SPSS 15.0 software was used for statistical analysis. The level of significance was fixed at 0.05. Paired t test was used to compare the ratios. Kappa statistics was calculated to find out the agreement between X-ray and CT-based ratios.

RESULTS

There was no statistically significant difference between the ratios calculated by CT scan and X-rays [ Table 1 ]. This shows that the ratio calculated by CT scan can be used to predict the highest point of the vertebral artery groove on a true lateral view X-ray individually on both sides with good accuracy [ Table 1 ]. A kappa test was also used to look for agreement between the values. CT scan and X-ray findings were in agreement in majority of the bones (left side: n = 24, 72.7%; Table 2 ; right side: n = 22, 73.3%; Table 3 ).


Table 1

Comparison of ratio as calculated by X-rays and CT scan (paired t-test)

 

Table 2

Agreement between CT scan and X-rays-left side (Kappa: 0.405, P=0.018)

 

Table 3

Agreement between CT scan and X-rays-right side (Kappa: 0.429, P=0.018)

 

Isthmus height is a universally acceptable CT parameter used to predict difficulty in inserting C1–C2 transarticular screws and C2 pedicle screws.[ 10 ] We measured this parameter on CT scan of all the 33 dry bones. On comparing the Isthmus height with the calculated ratios, we found that the mean ratios were larger when the Isthmus height was more than 5 mm [ Table 4 and Figure 4 ]. The mean ratios as calculated by CT and X-rays were however comparable to each other in both the categories.


Table 4

Correlation between Isthmus height and ratios calculated on X-rays and CT

 

Figure 4

Isthmus height measurement

 

The transverse foramen of the axis was seen well on a true lateral view X-ray in the posteroinferior part of the ring in 36.4% (12/33) of the dry bones [ Figure 1 ].

DISCUSSION

In this study, we proposed a new CT parameter in the form of a ratio, which can predict with good accuracy, the position of the highest point of the vertebral artery groove while using intraoperative fluoroscopy (separately for each side). The information can be extremely vital to avoid the feared complication of vertebral artery injury. While inserting a transarticular screw, the screw trajectory has to be superior to the vertebral artery groove. A C2 pedicle screw usually traverses superomedial or just superior to this groove.[ 10 ]
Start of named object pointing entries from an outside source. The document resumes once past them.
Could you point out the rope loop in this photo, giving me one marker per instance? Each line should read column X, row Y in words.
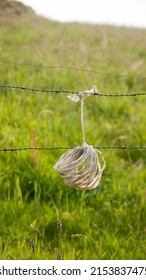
column 81, row 167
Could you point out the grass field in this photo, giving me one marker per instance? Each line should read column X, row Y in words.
column 32, row 194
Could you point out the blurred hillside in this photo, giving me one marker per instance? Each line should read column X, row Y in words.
column 12, row 10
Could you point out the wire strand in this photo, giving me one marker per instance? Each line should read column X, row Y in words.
column 58, row 91
column 73, row 68
column 124, row 147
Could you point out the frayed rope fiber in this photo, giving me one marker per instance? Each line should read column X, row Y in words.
column 80, row 167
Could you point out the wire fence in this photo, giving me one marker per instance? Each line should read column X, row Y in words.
column 58, row 91
column 124, row 147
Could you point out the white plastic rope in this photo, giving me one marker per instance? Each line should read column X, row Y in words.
column 80, row 167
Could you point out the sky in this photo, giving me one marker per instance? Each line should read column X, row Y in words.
column 114, row 12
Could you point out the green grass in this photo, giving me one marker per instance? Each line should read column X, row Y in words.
column 112, row 217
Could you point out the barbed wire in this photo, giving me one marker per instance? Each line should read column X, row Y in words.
column 58, row 91
column 74, row 68
column 124, row 147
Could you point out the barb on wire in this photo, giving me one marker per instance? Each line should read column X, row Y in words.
column 73, row 68
column 124, row 147
column 58, row 91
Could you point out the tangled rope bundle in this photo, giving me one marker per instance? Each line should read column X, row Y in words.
column 80, row 167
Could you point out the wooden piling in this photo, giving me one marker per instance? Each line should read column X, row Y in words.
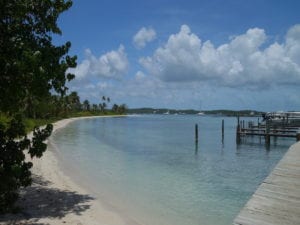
column 223, row 130
column 267, row 132
column 238, row 134
column 298, row 135
column 196, row 133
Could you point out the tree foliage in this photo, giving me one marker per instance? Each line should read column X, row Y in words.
column 31, row 70
column 31, row 66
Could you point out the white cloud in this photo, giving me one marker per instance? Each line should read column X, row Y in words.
column 143, row 36
column 112, row 64
column 241, row 61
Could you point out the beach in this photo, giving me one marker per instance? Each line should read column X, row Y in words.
column 54, row 198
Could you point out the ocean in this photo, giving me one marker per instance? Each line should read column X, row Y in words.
column 149, row 168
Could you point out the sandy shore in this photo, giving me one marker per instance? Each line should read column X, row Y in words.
column 55, row 199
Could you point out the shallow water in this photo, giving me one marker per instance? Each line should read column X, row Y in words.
column 148, row 167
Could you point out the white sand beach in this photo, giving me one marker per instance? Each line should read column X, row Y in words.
column 54, row 198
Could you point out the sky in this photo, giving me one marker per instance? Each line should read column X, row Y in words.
column 186, row 54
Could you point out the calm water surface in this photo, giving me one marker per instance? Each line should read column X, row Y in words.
column 148, row 167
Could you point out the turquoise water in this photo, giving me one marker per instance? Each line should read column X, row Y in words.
column 148, row 167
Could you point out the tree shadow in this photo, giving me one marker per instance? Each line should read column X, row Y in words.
column 43, row 201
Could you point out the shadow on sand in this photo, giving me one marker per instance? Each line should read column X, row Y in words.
column 43, row 201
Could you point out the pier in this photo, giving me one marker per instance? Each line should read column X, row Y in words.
column 277, row 199
column 266, row 130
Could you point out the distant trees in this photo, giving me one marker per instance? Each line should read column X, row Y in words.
column 32, row 70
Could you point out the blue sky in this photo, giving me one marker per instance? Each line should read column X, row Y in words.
column 233, row 54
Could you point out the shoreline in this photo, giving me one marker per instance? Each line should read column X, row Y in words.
column 55, row 198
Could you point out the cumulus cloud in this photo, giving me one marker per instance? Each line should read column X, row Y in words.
column 113, row 64
column 241, row 61
column 143, row 36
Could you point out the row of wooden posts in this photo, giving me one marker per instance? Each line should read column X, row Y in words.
column 258, row 130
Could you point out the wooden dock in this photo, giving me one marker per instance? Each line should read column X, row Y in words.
column 267, row 130
column 277, row 200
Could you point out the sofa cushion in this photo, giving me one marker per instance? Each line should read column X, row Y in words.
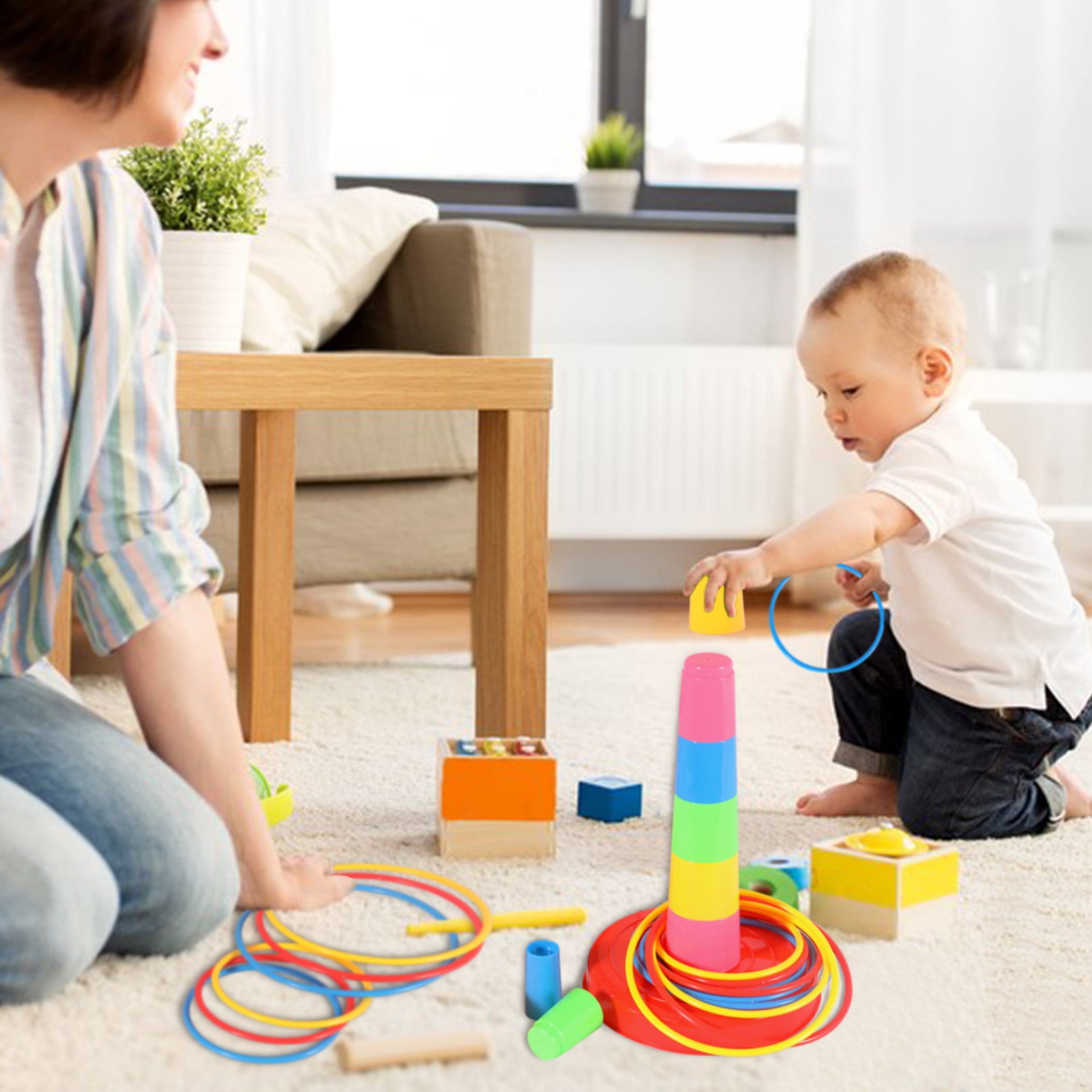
column 318, row 258
column 342, row 445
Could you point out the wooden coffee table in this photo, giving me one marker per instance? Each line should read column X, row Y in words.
column 513, row 398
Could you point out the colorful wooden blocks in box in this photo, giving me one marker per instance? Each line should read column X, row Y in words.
column 884, row 882
column 609, row 800
column 496, row 800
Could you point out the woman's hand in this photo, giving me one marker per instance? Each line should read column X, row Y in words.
column 859, row 590
column 307, row 882
column 733, row 571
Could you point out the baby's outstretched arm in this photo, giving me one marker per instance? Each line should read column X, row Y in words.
column 846, row 529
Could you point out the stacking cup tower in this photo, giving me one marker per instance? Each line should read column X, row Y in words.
column 704, row 889
column 715, row 970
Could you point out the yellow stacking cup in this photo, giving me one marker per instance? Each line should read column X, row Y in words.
column 717, row 620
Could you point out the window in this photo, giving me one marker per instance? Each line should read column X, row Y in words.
column 725, row 87
column 489, row 90
column 489, row 102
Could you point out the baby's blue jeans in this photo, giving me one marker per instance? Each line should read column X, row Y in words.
column 103, row 846
column 962, row 773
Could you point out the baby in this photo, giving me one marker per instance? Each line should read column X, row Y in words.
column 983, row 677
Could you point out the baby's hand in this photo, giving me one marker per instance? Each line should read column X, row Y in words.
column 733, row 571
column 859, row 590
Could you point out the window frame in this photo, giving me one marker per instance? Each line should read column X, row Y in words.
column 622, row 57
The use of spinal navigation has been shown to improve the accuracy of pedicle screw placement, also in the cervical spine.[ 4 ] However, spinal navigation is not perfect and intraoperative traction does not go very well with navigation.[ 2 ] Two large studies using lateral fluoroscopy reported 14% and 15% of screws were malpositioned.[ 3 6 ] Amiot et al.[ 1 ] demonstrated that 95% of pedicle screws placed with computer assisted image guidance were correctly positioned versus 85% of screws in correct position using conventional techniques. This study however shows that intraoperative fluoroscopy is probably underutilized as it could increase the accuracy of screw placement with understanding of the radiological anatomy.

Liu et al.[ 5 ] proposed a true lateral view of the C2 pedicle (isthmus) instead of a true lateral cervical spine view. For this, they angulated the X-ray beam 30 degrees with reference to the coronal plane to make it perpendicular to the C2 pedicle.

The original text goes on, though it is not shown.